Sep 22, 2011, 6:03 PM EDT

Tyson Chandler of the Dallas Mavericks c Getty Images

Based on the slow-go turn in lockout negotiations, it is safe to say that we’re officially on the clock, a backwards timetable to the earliest-possible start to the NBA season.

Those involved in the process are virtually unanimous in a two-week timetable being necessary for agreement-into-final draft and then a union vote.

Conversations with others indicate that a one-week schedule for camp/exhibitions is feasible, if only because while rosters still have to be rounded out, there are a significant number of teams that not only have their starting lineups in place, but many of those lineups are the same that ended last season.

In some respects, the timing of this 2011 lockout could not have been better, with this having already set up as an offseason of continuity for many teams.

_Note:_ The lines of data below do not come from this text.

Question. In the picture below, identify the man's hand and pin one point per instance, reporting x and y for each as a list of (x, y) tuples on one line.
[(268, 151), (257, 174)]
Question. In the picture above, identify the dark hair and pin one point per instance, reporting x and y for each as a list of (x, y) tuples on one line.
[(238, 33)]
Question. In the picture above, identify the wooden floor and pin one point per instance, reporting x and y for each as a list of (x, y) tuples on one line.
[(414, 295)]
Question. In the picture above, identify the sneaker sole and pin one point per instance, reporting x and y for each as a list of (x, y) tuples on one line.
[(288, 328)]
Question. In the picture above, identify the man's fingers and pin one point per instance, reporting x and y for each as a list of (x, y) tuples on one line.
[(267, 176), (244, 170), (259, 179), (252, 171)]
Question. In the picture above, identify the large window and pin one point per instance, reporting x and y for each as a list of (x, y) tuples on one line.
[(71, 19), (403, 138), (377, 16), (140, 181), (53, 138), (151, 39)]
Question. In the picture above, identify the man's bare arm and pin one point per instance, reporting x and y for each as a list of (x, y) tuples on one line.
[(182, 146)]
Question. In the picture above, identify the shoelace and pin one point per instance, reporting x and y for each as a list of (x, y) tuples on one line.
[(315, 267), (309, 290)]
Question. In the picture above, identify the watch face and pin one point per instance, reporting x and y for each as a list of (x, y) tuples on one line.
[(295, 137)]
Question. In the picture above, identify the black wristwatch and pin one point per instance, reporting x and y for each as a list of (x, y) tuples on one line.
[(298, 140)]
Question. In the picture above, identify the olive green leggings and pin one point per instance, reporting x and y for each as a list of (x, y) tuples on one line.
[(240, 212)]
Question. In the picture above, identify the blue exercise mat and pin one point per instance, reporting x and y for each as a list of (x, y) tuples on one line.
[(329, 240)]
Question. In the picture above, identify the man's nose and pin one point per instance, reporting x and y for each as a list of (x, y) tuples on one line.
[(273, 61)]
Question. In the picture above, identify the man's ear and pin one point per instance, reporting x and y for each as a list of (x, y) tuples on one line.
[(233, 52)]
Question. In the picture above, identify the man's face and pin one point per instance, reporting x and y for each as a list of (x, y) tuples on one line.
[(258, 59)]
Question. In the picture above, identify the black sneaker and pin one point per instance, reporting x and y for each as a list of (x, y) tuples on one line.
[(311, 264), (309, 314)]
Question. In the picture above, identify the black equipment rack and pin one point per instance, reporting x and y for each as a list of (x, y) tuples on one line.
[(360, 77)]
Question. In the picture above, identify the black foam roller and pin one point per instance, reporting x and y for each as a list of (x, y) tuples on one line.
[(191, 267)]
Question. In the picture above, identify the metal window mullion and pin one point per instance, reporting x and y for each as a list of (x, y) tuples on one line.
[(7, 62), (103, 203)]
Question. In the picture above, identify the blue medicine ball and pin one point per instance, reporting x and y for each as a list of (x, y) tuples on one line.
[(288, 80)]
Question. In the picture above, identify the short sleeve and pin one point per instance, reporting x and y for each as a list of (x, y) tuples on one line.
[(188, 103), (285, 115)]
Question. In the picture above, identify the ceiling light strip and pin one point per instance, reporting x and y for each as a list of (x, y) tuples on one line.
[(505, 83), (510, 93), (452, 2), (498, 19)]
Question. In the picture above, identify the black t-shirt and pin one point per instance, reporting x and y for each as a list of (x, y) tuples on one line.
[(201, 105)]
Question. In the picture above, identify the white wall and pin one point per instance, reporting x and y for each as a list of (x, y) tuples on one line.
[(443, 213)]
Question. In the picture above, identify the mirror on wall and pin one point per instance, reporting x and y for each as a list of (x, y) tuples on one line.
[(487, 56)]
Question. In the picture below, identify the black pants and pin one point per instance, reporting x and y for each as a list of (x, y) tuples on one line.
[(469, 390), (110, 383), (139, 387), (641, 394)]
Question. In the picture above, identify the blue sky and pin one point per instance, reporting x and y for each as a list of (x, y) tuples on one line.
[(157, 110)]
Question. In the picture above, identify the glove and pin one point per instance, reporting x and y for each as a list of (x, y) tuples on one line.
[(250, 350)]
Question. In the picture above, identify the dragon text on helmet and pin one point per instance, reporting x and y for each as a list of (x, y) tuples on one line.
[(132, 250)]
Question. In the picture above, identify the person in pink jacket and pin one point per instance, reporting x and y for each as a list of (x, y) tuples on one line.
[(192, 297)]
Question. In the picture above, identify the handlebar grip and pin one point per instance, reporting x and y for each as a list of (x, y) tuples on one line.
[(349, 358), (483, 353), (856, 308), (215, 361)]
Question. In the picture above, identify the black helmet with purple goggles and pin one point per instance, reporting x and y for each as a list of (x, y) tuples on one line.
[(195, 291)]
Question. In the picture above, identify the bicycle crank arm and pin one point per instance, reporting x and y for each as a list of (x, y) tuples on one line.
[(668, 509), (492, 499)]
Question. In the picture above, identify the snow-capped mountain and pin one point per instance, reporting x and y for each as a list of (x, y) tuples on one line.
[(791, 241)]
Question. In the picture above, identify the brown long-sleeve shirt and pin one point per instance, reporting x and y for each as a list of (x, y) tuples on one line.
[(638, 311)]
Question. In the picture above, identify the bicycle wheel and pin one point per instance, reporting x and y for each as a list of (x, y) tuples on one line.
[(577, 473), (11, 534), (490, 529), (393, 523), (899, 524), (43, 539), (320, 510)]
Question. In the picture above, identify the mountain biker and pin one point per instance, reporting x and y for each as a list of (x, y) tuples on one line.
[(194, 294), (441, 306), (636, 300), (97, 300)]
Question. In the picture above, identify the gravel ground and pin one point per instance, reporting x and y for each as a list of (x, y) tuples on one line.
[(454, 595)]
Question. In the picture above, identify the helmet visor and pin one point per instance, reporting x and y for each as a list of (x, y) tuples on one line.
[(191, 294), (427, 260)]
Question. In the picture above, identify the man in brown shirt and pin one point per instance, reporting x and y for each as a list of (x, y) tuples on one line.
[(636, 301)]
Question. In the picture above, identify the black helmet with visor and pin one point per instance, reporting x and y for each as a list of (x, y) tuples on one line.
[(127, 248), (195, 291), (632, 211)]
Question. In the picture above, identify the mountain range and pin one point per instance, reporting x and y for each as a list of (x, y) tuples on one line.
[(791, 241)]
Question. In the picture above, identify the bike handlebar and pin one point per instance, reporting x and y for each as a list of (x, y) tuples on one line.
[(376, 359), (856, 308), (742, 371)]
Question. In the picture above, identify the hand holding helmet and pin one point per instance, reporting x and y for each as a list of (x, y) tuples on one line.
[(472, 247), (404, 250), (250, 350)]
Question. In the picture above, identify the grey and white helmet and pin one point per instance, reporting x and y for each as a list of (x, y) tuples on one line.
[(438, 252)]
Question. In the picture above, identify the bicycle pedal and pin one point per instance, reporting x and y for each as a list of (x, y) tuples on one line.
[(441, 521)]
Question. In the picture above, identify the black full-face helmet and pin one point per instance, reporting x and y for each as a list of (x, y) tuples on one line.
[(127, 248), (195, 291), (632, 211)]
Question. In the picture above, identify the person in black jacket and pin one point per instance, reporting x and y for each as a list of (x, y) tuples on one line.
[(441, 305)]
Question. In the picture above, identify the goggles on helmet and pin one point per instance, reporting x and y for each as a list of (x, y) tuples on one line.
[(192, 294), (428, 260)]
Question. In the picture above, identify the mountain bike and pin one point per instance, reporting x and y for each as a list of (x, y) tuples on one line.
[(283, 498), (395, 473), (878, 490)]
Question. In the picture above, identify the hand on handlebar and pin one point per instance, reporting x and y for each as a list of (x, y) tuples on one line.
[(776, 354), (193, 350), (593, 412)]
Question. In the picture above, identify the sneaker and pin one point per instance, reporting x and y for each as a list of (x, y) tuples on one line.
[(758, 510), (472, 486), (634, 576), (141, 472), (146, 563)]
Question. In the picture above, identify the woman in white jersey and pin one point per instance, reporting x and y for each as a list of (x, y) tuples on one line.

But what about free agency, a process that normally runs for three months, a typically measured, methodical approach by front offices?

Don’t overstate the process. A week sounds about right. And with most teams merely looking for complementary pieces, you conceivably could have a workable resumption even with teams fiddling with rosters through the opening days of the regular season.

Foremost, with a rookie wage scale already assured in a new agreement, draft picks could be signed immediately, as was the case even when the moratorium period was in place in previous agreements.

As for free agents, consider that in the last free-agent signing period, 15 players were signed on the opening day of free agency in 2010 and 44 in the first week of the process.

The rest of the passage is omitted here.